Transcript from video:

I recently discovered an important feature in Cloud Code. That is IDE integration with Cloud Code. It makes it a lot easier to see changes that Cloud is proposing in the IDE, like Visual Studio Code, than it does in the command line. So we're going to put together a real quick sample. Now, this is just using a sample readme from a new app I've developed called stacko.com. So let's Let's take a look at that right now. I'm going to run a command, and it's going to say, in my agreed-me demo file, I would like all instances of Cloudflare to be all lowercase.

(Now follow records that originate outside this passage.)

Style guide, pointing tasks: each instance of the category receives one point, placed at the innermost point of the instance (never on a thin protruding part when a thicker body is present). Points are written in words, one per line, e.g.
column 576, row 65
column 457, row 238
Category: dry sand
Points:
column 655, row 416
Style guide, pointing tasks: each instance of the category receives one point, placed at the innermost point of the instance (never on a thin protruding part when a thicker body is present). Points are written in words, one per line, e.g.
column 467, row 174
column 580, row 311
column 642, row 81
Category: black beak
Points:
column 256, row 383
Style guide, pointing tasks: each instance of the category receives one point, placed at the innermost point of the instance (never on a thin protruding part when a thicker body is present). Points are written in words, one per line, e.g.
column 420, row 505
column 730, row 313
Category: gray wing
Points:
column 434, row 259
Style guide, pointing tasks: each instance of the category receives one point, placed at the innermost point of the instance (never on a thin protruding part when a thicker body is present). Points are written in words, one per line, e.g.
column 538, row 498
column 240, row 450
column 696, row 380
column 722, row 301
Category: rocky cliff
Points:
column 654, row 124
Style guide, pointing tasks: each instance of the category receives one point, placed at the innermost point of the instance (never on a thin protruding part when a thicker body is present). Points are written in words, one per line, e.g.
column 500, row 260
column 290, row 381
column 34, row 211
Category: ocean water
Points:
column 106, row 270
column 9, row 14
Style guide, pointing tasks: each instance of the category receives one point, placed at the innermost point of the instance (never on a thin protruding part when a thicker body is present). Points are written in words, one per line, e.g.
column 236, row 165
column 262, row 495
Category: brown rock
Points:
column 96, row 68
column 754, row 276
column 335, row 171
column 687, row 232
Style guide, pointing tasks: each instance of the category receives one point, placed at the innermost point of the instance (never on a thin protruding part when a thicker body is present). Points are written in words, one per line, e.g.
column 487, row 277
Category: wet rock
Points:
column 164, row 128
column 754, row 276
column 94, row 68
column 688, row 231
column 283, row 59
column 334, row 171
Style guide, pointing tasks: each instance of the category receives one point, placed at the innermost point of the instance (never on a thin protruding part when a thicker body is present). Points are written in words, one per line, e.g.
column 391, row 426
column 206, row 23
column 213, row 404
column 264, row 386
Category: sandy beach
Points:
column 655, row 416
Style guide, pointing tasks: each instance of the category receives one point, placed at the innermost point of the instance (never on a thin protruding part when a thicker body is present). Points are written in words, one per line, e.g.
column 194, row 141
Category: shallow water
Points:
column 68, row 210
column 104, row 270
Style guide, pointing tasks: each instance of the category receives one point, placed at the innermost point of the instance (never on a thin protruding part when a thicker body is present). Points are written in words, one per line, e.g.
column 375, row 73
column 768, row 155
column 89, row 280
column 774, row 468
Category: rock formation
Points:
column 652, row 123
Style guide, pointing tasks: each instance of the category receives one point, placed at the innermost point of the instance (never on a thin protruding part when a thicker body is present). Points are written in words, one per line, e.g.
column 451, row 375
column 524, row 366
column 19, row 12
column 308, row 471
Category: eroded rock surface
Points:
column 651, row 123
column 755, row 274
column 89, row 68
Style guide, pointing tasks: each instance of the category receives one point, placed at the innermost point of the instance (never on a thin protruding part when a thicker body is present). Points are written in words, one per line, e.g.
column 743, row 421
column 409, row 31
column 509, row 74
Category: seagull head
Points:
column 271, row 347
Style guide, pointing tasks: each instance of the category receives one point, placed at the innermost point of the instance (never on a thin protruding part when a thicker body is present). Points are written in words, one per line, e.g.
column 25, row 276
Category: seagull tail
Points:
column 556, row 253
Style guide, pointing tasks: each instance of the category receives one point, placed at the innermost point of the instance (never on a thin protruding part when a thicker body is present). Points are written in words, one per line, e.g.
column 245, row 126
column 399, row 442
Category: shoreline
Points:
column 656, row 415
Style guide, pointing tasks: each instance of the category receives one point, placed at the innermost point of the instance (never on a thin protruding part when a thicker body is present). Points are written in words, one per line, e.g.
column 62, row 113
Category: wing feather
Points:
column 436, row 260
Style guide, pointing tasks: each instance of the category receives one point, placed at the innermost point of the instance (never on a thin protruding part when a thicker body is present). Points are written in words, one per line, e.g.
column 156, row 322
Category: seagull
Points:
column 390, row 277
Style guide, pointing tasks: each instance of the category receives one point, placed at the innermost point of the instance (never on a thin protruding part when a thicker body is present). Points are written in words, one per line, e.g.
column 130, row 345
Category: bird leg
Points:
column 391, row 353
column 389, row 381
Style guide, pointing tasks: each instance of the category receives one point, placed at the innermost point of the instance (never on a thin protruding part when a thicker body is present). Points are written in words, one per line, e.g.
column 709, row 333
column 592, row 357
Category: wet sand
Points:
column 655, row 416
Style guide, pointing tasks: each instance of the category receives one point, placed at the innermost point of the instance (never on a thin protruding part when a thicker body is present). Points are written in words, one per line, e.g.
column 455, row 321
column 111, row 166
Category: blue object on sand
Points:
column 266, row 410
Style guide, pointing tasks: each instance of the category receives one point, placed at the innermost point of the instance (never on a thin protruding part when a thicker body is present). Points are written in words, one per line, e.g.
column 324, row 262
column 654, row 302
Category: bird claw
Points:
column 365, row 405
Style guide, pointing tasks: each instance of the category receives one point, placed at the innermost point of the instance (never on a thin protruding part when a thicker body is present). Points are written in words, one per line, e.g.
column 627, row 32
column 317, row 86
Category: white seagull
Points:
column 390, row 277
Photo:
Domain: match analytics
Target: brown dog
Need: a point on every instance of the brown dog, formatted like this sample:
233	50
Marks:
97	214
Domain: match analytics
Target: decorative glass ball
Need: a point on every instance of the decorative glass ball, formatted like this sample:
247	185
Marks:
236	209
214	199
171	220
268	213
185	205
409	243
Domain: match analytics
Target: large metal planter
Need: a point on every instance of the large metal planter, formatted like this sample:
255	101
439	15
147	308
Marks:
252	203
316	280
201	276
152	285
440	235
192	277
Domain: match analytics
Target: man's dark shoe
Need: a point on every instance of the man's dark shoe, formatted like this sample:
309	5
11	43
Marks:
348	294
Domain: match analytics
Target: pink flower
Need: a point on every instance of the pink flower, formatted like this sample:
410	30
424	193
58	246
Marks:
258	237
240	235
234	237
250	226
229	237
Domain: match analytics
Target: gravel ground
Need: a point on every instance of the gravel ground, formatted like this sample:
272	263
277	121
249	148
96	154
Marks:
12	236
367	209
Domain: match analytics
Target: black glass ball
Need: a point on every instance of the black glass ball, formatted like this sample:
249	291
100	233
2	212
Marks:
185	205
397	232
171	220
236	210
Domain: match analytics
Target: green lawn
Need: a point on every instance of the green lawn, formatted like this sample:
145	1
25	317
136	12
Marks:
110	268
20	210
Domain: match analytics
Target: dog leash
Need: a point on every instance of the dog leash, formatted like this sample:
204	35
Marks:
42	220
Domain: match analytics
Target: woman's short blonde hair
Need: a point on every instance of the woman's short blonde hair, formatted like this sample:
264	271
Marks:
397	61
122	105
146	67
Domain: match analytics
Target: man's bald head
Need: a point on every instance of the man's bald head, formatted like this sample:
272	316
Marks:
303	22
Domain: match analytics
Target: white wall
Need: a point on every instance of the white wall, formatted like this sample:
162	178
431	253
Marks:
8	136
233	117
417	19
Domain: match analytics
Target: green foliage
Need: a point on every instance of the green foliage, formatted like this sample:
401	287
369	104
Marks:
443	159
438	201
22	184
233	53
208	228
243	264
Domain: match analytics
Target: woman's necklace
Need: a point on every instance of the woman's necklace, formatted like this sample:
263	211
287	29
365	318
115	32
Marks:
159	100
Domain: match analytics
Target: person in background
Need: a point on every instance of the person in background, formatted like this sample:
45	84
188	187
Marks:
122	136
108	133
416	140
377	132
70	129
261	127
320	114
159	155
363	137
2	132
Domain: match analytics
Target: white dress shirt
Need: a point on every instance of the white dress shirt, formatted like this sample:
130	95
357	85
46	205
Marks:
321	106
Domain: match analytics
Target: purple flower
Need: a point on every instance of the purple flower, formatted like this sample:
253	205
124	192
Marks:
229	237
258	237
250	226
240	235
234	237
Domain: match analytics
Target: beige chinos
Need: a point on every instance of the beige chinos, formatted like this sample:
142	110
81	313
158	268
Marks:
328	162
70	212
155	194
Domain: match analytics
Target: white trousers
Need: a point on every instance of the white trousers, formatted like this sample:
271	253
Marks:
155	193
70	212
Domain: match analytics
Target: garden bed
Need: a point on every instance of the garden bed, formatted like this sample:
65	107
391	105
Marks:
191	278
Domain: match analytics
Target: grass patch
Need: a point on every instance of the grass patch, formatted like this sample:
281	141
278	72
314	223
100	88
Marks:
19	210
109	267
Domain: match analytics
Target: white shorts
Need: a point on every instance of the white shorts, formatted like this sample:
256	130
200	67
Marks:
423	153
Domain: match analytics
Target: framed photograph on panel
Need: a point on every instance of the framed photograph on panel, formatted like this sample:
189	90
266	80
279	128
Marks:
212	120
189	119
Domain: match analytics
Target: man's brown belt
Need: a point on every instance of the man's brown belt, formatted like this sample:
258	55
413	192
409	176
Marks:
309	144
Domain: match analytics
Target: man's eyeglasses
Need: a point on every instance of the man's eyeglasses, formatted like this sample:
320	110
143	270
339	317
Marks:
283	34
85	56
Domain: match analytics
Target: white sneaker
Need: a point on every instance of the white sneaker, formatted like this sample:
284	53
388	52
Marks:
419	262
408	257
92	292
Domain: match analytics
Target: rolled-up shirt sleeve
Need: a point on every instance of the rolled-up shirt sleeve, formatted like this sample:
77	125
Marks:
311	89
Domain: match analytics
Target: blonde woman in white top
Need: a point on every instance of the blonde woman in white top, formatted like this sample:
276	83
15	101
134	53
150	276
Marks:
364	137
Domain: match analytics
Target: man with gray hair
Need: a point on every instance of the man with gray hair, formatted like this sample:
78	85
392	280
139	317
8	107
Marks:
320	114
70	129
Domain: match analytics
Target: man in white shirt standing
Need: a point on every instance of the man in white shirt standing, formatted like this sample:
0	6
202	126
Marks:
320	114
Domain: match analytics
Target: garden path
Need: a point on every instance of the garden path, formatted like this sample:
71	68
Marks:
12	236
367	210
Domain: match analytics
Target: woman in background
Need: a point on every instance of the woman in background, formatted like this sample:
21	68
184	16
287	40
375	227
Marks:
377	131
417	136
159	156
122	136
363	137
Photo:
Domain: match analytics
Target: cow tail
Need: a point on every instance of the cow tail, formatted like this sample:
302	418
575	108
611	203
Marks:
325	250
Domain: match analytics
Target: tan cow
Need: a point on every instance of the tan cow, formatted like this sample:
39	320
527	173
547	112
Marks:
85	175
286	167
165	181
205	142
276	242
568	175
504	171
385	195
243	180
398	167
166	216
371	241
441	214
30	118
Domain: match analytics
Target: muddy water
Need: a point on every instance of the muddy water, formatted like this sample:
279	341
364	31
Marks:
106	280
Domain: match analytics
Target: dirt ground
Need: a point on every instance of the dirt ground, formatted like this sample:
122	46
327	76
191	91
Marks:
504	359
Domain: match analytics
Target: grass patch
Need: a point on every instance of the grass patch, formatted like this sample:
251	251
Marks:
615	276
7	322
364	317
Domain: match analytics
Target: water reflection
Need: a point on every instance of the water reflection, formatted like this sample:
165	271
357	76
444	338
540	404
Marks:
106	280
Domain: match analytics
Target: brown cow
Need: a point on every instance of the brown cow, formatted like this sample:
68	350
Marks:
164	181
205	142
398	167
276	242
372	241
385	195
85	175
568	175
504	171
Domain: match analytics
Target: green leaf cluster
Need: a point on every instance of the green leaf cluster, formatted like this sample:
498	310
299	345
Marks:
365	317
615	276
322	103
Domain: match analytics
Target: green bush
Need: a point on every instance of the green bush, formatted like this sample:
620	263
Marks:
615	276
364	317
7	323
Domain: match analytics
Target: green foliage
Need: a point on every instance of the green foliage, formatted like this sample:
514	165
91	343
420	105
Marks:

All right, so I'm going to press the Enter here. Okay, so you can see here that it's suggesting that it's going to remove the line that says Cloudflare with a capital C and add it with a capital or lowercase C. Well, I'm sure that in that file, that's not the only instance of Cloudflare that I have in there. And this is a contrived example. In a real-world example, you might see more of the diff that would occur. But it's still not particularly easy to use. If you've got a very complex code file and you're adding functions or changing variable names or something, this little bit of a diff is kind of useless. So let's see the alternative. First, I'm going to tell it not to make these changes. And now I'm going to enable IDE integration. So I do a slash command IDE and press enter.

So it's offering to let me connect to an IDE, and I'm going to choose Visual Studio Code. And now I'm going to just clear things here so we can get a picture of what's going on. So now I'm going to run that same command. I'm going to tell it in the demo file to replace all those instances, and I'm going to press enter. I'm just going to think for a little bit. Okay, so notice here it says, open the changes in Visual Studio Code. So let's go look at Visual Studio Code. You can see now that we have a real, easily viewable diff. You see every instance of it. I can scroll through all the changes. And again, this is just a contrived example. So you're not going to see anything really relevant here but you can tell that this is much easier to consume and make sure that the AI is not doing something that it shouldn't be doing or didn't change something in a way that you're not comfortable with doing it in your IDE than it is within the CLI. So again, make sure that you undo that change But again, you enable this by using the IDE function and choosing whatever IDE you want.